Heading into the holiday season, many Americans are already living on the edge.
Between 30 and 40 million renters are at risk for eviction when a nationwide moratorium expires on December 31, according to an analysis by the Aspen Institute. And those tenants are responsible for back rent, too, as well as any fees or penalties imposed by landlords, according to Princeton University’s eviction lab.
Visitors to food banks have soared, with some lining up for hours to get the basic staples they need – as well as food for the holidays.
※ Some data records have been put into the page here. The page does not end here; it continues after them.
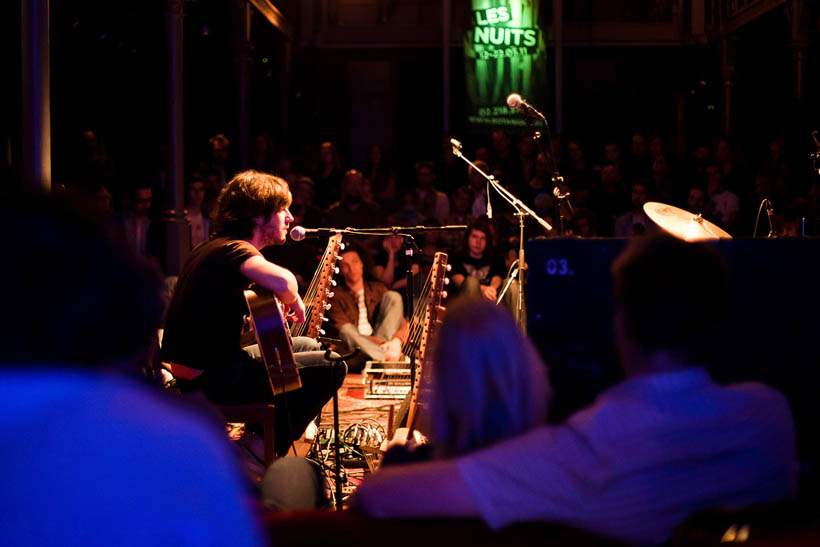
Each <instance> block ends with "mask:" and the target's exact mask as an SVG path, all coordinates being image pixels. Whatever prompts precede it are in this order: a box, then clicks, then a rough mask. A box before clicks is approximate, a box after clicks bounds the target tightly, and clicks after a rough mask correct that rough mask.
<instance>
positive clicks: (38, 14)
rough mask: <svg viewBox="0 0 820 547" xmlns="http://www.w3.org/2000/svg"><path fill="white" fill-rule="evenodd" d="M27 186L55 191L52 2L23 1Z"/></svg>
mask: <svg viewBox="0 0 820 547" xmlns="http://www.w3.org/2000/svg"><path fill="white" fill-rule="evenodd" d="M21 6H22V17H21V27H20V28H21V30H22V32H21V34H22V44H21V45H22V74H21V76H22V80H23V82H22V84H23V85H22V93H23V101H22V108H23V112H22V114H23V141H22V143H21V144H22V159H23V169H22V171H23V173H22V174H23V184H24V185H26V186H27V187H29V188H33V189H38V190H42V191H44V192H48V191H50V190H51V101H50V91H51V77H50V63H51V58H50V55H49V0H21Z"/></svg>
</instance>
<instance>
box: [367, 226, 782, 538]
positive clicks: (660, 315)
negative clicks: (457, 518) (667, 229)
mask: <svg viewBox="0 0 820 547" xmlns="http://www.w3.org/2000/svg"><path fill="white" fill-rule="evenodd" d="M613 275H614V279H615V302H616V311H615V316H614V319H613V326H614V330H615V335H616V342H617V347H618V352H619V355H620V357H621V361H622V365H623V368H624V372H625V376H626V379H625V380H624V381H623V382H622V383H621V384H619V385H616V386H614V387H612V388H610V389H609V390H607V391H605V392H603V393H602V394H600V395H599V397H598V398H597V399H596V400H595V402H594V403H593V404H592V405H591V406H589V407H588V408H586V409H583V410H581V411H579V412H578V413H576V414H575V415H573V416H571V417H570V418H569V419H568V420H567V421H566V422H565V423H563V424H561V425H556V426H544V427H540V428H536V429H535V430H533V431H531V432H530V433H527V434H525V435H523V436H520V437H518V438H516V439H512V440H508V441H504V442H502V443H500V444H497V445H494V446H492V447H489V448H486V449H483V450H480V451H478V452H475V453H473V454H470V455H466V456H462V457H460V458H457V459H453V460H446V461H436V462H432V463H422V464H416V465H413V466H399V467H396V468H392V469H385V470H382V471H380V472H378V473H375V474H373V475H372V476H371V477H369V478H368V479H367V480H365V481H364V483H363V484H362V485H361V486H360V487H359V489H358V491H357V494H356V495H357V500H358V505H359V507H361V508H362V509H363V510H364V511H365V512H366V513H368V514H370V515H374V516H379V517H411V516H433V515H436V516H453V517H476V516H480V517H481V518H483V520H484V521H486V523H487V524H488V525H489V526H491V527H492V528H502V527H504V526H507V525H510V524H513V523H516V522H524V521H544V522H551V523H558V524H564V525H567V526H571V527H574V528H579V529H582V530H585V531H587V532H592V533H594V534H598V535H601V536H606V537H609V538H613V539H617V540H621V541H626V542H629V543H641V544H657V543H661V542H663V541H665V540H667V539H668V538H669V537H670V536H671V534H672V532H673V530H674V529H675V527H676V526H678V525H679V524H680V523H681V522H682V521H683V520H684V519H685V518H686V517H687V516H689V515H691V514H693V513H696V512H698V511H700V510H703V509H707V508H715V507H726V506H728V507H742V506H745V505H750V504H754V503H765V502H775V501H780V500H784V499H787V498H789V497H791V496H793V495H794V494H795V490H796V487H797V460H796V448H795V432H794V424H793V420H792V416H791V411H790V409H789V405H788V403H787V402H786V400H785V398H784V397H783V396H782V395H781V394H780V393H778V392H776V391H775V390H773V389H771V388H769V387H767V386H764V385H761V384H757V383H744V384H737V385H730V386H721V385H718V384H716V383H715V382H714V381H713V380H711V378H710V377H709V374H708V373H707V372H706V370H705V368H704V366H703V363H705V362H706V361H707V360H708V357H709V355H710V351H711V348H712V346H713V344H714V343H715V342H716V341H717V339H718V337H719V335H720V320H719V316H720V314H721V307H722V305H723V303H724V300H725V293H726V290H725V289H726V270H725V267H724V265H723V263H722V262H721V260H720V259H719V258H718V257H717V255H716V254H715V253H714V252H713V251H712V250H711V249H710V248H709V247H707V246H706V245H703V244H695V243H686V242H683V241H680V240H676V239H672V238H669V237H664V236H657V237H650V238H638V239H637V240H635V241H633V243H632V244H631V245H630V247H629V248H628V249H627V250H626V251H625V252H624V253H623V254H622V255H621V256H619V257H618V259H617V260H616V261H615V263H614V265H613ZM706 309H708V310H709V312H710V313H709V318H708V319H707V318H705V317H704V315H703V314H704V310H706Z"/></svg>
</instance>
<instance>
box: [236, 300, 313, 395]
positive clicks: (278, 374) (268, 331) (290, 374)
mask: <svg viewBox="0 0 820 547" xmlns="http://www.w3.org/2000/svg"><path fill="white" fill-rule="evenodd" d="M245 301H246V302H247V303H248V311H250V321H251V324H252V326H253V332H254V334H255V336H256V343H257V344H258V345H259V351H260V352H261V353H262V359H263V360H264V362H265V368H266V369H267V371H268V379H269V380H270V386H271V390H272V391H273V394H274V395H281V394H282V393H287V392H288V391H294V390H296V389H299V388H300V387H302V380H301V379H300V378H299V370H298V368H297V367H296V360H295V359H294V357H293V345H292V344H291V341H290V332H289V330H288V326H287V322H286V320H285V317H284V315H282V308H281V304H280V303H279V300H277V299H276V297H275V296H262V295H260V294H258V293H257V292H256V291H254V290H252V289H248V290H246V291H245Z"/></svg>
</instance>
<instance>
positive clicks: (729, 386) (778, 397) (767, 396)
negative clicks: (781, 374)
mask: <svg viewBox="0 0 820 547" xmlns="http://www.w3.org/2000/svg"><path fill="white" fill-rule="evenodd" d="M722 390H723V391H724V392H725V393H727V394H731V395H733V396H734V397H735V398H737V399H740V400H743V401H747V402H748V404H749V405H750V406H757V405H758V404H759V405H760V407H761V408H766V409H770V408H773V407H776V406H777V407H781V408H788V406H789V403H788V400H787V399H786V397H785V395H783V394H782V393H780V392H779V391H778V390H776V389H774V388H773V387H771V386H767V385H766V384H762V383H760V382H740V383H736V384H728V385H726V386H722Z"/></svg>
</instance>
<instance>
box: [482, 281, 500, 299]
mask: <svg viewBox="0 0 820 547" xmlns="http://www.w3.org/2000/svg"><path fill="white" fill-rule="evenodd" d="M500 286H501V277H500V276H498V275H494V276H493V277H492V279H490V284H489V285H485V286H483V287H481V292H482V293H483V294H484V298H486V299H487V300H492V301H495V299H496V298H498V287H500Z"/></svg>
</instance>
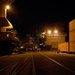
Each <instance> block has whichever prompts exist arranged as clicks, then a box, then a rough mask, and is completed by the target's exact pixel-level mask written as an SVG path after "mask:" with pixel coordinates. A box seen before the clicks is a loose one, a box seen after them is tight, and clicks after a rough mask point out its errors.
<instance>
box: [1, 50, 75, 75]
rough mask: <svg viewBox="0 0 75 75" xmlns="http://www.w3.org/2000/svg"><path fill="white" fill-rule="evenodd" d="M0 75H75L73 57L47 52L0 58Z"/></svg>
mask: <svg viewBox="0 0 75 75" xmlns="http://www.w3.org/2000/svg"><path fill="white" fill-rule="evenodd" d="M0 75H75V55H74V54H64V53H55V52H49V51H48V52H25V53H22V54H12V55H6V56H0Z"/></svg>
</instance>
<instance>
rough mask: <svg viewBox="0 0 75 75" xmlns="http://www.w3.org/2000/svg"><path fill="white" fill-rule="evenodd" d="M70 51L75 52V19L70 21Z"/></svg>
mask: <svg viewBox="0 0 75 75" xmlns="http://www.w3.org/2000/svg"><path fill="white" fill-rule="evenodd" d="M69 52H75V19H73V20H72V21H70V22H69Z"/></svg>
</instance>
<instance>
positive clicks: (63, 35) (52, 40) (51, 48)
mask: <svg viewBox="0 0 75 75" xmlns="http://www.w3.org/2000/svg"><path fill="white" fill-rule="evenodd" d="M65 37H66V34H65V33H52V34H46V47H47V49H48V50H58V44H59V43H63V42H65Z"/></svg>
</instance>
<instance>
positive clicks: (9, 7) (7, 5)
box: [5, 5, 10, 18]
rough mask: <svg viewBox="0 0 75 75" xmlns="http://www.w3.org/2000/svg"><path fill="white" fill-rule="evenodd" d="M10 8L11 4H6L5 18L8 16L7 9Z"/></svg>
mask: <svg viewBox="0 0 75 75" xmlns="http://www.w3.org/2000/svg"><path fill="white" fill-rule="evenodd" d="M8 9H10V6H9V5H6V6H5V18H7V10H8Z"/></svg>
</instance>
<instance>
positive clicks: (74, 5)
mask: <svg viewBox="0 0 75 75" xmlns="http://www.w3.org/2000/svg"><path fill="white" fill-rule="evenodd" d="M7 15H8V16H7V17H8V19H9V21H10V22H11V23H12V24H13V26H14V29H16V30H17V32H18V34H19V35H20V37H21V38H24V37H25V35H26V34H34V33H35V32H36V30H37V31H43V30H44V29H45V28H46V27H48V28H49V27H54V26H56V24H57V23H58V25H57V27H58V28H64V31H67V30H68V23H69V22H70V21H71V20H73V19H74V18H75V5H74V2H71V1H70V2H69V1H68V2H67V1H66V2H65V1H61V0H60V1H57V0H52V1H51V0H15V1H14V2H13V3H12V4H11V10H9V11H8V14H7ZM62 23H63V24H62Z"/></svg>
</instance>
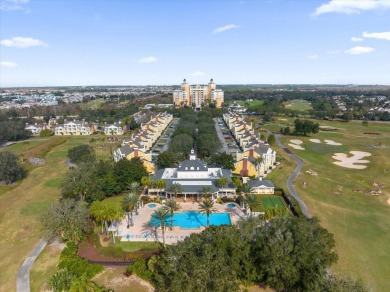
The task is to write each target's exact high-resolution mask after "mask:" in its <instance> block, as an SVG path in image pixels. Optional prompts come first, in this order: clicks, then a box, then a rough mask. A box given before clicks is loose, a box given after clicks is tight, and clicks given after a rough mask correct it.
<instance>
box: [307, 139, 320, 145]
mask: <svg viewBox="0 0 390 292" xmlns="http://www.w3.org/2000/svg"><path fill="white" fill-rule="evenodd" d="M309 141H310V142H313V143H317V144H319V143H321V140H320V139H309Z"/></svg>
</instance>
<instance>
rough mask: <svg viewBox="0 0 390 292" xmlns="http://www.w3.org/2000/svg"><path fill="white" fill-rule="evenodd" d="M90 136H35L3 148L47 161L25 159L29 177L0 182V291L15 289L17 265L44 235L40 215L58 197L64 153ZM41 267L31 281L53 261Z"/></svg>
mask: <svg viewBox="0 0 390 292" xmlns="http://www.w3.org/2000/svg"><path fill="white" fill-rule="evenodd" d="M88 140H89V138H88V137H50V138H49V139H45V140H43V139H38V138H34V139H31V140H29V142H30V143H29V144H28V149H27V147H26V145H24V144H23V143H18V144H15V145H12V146H10V147H7V148H5V149H3V150H2V151H11V152H14V153H15V154H17V155H20V154H23V155H24V156H25V157H28V156H34V157H42V158H44V159H45V162H46V165H45V166H41V167H32V166H28V164H29V163H28V162H25V163H24V165H26V166H27V168H28V169H29V173H28V176H27V178H25V179H24V180H23V181H22V182H19V183H17V184H16V185H15V186H12V187H9V186H0V233H1V234H2V236H1V238H0V258H1V261H0V271H1V273H0V287H1V289H0V290H1V291H15V287H16V275H17V272H18V269H19V267H20V265H21V264H22V262H23V261H24V260H25V258H26V257H27V256H28V254H29V253H30V252H31V251H32V250H33V248H34V246H35V245H36V244H37V242H38V241H39V239H40V238H41V236H42V231H41V226H40V223H39V216H40V214H41V213H42V212H43V211H44V210H46V209H47V208H48V207H49V206H50V205H51V204H52V203H54V202H56V201H57V199H58V197H59V194H60V185H61V182H62V178H63V177H64V175H65V174H66V171H67V165H66V163H65V162H66V158H65V156H64V153H65V152H67V150H68V149H69V148H71V147H74V146H76V145H80V144H84V143H87V142H88ZM34 269H35V265H34V266H33V270H34ZM40 269H41V272H39V273H37V274H34V273H32V275H31V276H32V278H31V281H32V283H33V282H34V281H37V278H40V277H41V276H42V275H49V273H50V271H51V270H52V265H51V266H50V265H49V266H47V269H46V270H45V267H41V268H40ZM34 275H36V277H37V278H35V276H34ZM39 290H40V289H38V290H35V291H39ZM33 291H34V290H33Z"/></svg>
Feeding America, the country’s largest hunger-relief organisation, said its network of nationwide food banks has distributed an estimated 4.2 billion meals since March 1.
More troubling: the group’s food bank survey found that 40 percent of the people accessing help now never needed it before.
So what can be done?
Most economists agree a new round of federal stimulus relief is needed now.
Whether the lame-duck Trump administration will continue negotiating with Congressional Democrats over a new round of aid remains to be seen. But many families struggling to make ends meet now can’t wait for relief until the Biden administration takes over on January 20.